Stock tune does do it. Mine does. Yes the car shakes. It shakes bad, for like 20 seconds correct? Heres what you do, get an old car with a distributor , like my 84 eagle. Pull the vacuum advance for the timing, let it get warm and it shakes like a *******. Its the retarded timing for start ups. It will either do it or not. If it Gets the right timing on start up or not. The ECM fixes it self after 20 seconds or so. That is why there is NO MIL LIGHT. Because there is nothing wrong! My 2002 sunfire did the same thing, it shook and sounded like a diesel for a second. and that had 210,000 miles on it when i sold it. So im telling you its not bad a for a motor.


----------



## unitednations161 (Mar 13, 2011)

If it does it on numerous occasions after the car is warm then yes something is wrong. But if it does it on a overnight start or a very big temp change then its perfectly normal.


----------



## Chevyderek72 (May 16, 2011)

WMPthree said:


> If yours did it on the stock tune then I can guarantee you're ignorant to the severity of what I classify as a "rough start." You would have certainly gotten it serviced, as I am trying to do with this post The car literally shakes when it does it. Im not talking about a little misfire here and a little misfire there. It goes straight into stutter mode when idling. I'm not a gear head, but I know my fare share about motors and I know this is not good for the life of the motor.
> 
> 
> Sent from my iPhone using AG Free


I really don't appreciate you calling me ignorant. I know exactly what you are saying and what your car is doing. It shakes my car also, for 10-15 seconds or so then smooths out and only does it after sitting overnight. After some searching on this forum I found other people have seen this with no ill effects. It also doesn't throw a code, and after checking for any saved codes in the system there is none. This all leads me to believe it isn't going to kill my motor, especially after several people mention the timing.


----------



## smorey78 (Apr 8, 2012)

I wonder if an 84 eagle and 2012 cruse have any parts what so ever in common. hahaha


----------



## unitednations161 (Mar 13, 2011)

smorey78 said:


> I wonder if an 84 eagle and 2012 cruse have any parts what so ever in common. hahaha


Um they both operate in the same way dont they? Air and gas ignite and Make exhaust to and it moves a vehicle. The concept is the same. Besides the emission controls. So what you can do on an 84 eagle you can do on a 2011. They both work the same exact way sorry to inform you. Just one manually and one with a computer.


----------



## unitednations161 (Mar 13, 2011)

Chevyderek72 said:


> I really don't appreciate you calling me ignorant. I know exactly what you are saying and what your car is doing.
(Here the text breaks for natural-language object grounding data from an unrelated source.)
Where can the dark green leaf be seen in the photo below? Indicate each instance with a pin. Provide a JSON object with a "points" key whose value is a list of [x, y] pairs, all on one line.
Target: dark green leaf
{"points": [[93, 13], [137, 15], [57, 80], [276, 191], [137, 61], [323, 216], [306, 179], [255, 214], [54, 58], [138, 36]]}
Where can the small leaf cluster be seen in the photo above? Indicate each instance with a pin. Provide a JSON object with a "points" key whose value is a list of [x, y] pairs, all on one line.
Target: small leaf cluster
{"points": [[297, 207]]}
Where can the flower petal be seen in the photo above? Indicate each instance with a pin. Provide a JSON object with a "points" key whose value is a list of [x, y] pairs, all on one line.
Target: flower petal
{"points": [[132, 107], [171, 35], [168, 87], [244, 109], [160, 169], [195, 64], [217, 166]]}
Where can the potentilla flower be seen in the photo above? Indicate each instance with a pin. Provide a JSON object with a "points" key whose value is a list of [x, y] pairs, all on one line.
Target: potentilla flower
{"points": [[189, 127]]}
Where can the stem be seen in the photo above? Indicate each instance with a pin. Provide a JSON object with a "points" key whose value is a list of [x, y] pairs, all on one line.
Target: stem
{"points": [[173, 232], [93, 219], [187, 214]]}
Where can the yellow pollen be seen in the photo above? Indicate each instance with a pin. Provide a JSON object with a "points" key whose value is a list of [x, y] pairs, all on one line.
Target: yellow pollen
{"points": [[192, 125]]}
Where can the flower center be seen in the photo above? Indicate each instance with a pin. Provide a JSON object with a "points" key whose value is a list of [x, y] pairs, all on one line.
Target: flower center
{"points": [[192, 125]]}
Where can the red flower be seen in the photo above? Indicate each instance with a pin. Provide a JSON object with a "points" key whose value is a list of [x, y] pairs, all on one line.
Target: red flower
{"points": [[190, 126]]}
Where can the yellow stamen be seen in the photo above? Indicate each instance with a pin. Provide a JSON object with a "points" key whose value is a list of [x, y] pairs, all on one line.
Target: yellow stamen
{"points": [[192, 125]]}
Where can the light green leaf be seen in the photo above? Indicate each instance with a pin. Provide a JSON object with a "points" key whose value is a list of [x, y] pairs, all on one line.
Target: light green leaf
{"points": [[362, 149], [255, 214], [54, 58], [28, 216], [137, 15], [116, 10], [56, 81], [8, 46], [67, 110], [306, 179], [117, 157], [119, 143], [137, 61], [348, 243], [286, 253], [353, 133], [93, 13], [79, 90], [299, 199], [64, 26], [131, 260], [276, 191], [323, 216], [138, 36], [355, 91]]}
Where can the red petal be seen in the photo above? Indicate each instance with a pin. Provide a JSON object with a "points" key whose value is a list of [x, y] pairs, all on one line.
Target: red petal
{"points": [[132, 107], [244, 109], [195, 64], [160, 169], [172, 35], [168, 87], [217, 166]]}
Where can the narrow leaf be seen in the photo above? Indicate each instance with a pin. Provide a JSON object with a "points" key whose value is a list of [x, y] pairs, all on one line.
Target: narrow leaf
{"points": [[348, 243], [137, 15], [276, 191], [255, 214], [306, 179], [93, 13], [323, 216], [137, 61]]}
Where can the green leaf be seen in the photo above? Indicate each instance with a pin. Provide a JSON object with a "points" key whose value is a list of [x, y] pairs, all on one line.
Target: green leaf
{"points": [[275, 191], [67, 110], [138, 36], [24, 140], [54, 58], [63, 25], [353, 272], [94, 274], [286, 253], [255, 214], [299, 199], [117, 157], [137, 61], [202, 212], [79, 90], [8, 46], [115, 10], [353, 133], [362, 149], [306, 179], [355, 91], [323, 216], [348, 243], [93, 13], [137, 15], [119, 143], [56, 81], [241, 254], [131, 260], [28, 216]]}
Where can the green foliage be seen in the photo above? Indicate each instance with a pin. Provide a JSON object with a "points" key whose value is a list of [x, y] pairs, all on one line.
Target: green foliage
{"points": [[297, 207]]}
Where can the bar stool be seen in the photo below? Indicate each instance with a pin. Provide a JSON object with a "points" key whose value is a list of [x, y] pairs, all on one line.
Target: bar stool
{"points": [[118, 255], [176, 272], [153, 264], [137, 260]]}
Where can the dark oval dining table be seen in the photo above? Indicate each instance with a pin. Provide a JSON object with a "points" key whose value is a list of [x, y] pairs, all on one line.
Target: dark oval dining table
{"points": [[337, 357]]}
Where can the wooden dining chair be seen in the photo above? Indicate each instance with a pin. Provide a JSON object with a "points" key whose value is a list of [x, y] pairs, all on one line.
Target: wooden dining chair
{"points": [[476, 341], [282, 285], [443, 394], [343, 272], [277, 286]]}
It shakes my car also, for 10-15 seconds or so then smooths out and only does it after sitting overnight. After some searching on this forum I found other people have seen this with no ill effects. It also doesn't throw a code, and after checking for any saved codes in the system there is none. This all leads me to believe it isn't going to kill my motor, especially after several people mention the timing.



exactly, thanks for agreeing with me as well.


----------



## Chevyderek72 (May 16, 2011)

unitednations161 said:


> exactly, thanks for agreeing with me as well.


No problem!

Sent from my DROID X2 using AutoGuide App


----------



## jstahliv (Apr 13, 2016)

When I start my car up (2012 cruze 2lt 1.4lt with cx racing intake) it get this stuttering and sputtering. Does seem to happen when it's cooler than when I turned it off. Using 93 octane.


----------



## jblackburn (Apr 14, 2012)

jstahliv said:


> When I start my car up (2012 cruze 2lt 1.4lt with cx racing intake) it get this stuttering and sputtering. Does seem to happen when it's cooler than when I turned it off. Using 93 octane.


Car needs to be tuned specifically for the CX Racing intake. It throws off MAF readings.


----------



## jstahliv (Apr 13, 2016)

Yeah, I am going to have to save up some cash for it. The rough start does not always happen though so that is good.


----------



## jstahliv (Apr 13, 2016)

here my air intake cx racing* filter fell off, need to get a kandn to put on.


----------



## jstahliv (Apr 13, 2016)

So when the air filter fell off, it made the car sputter at start. Now I have K&N filter on the cx racing intake and it no longer has a problem. The filter that comes with the kit sucks.


----------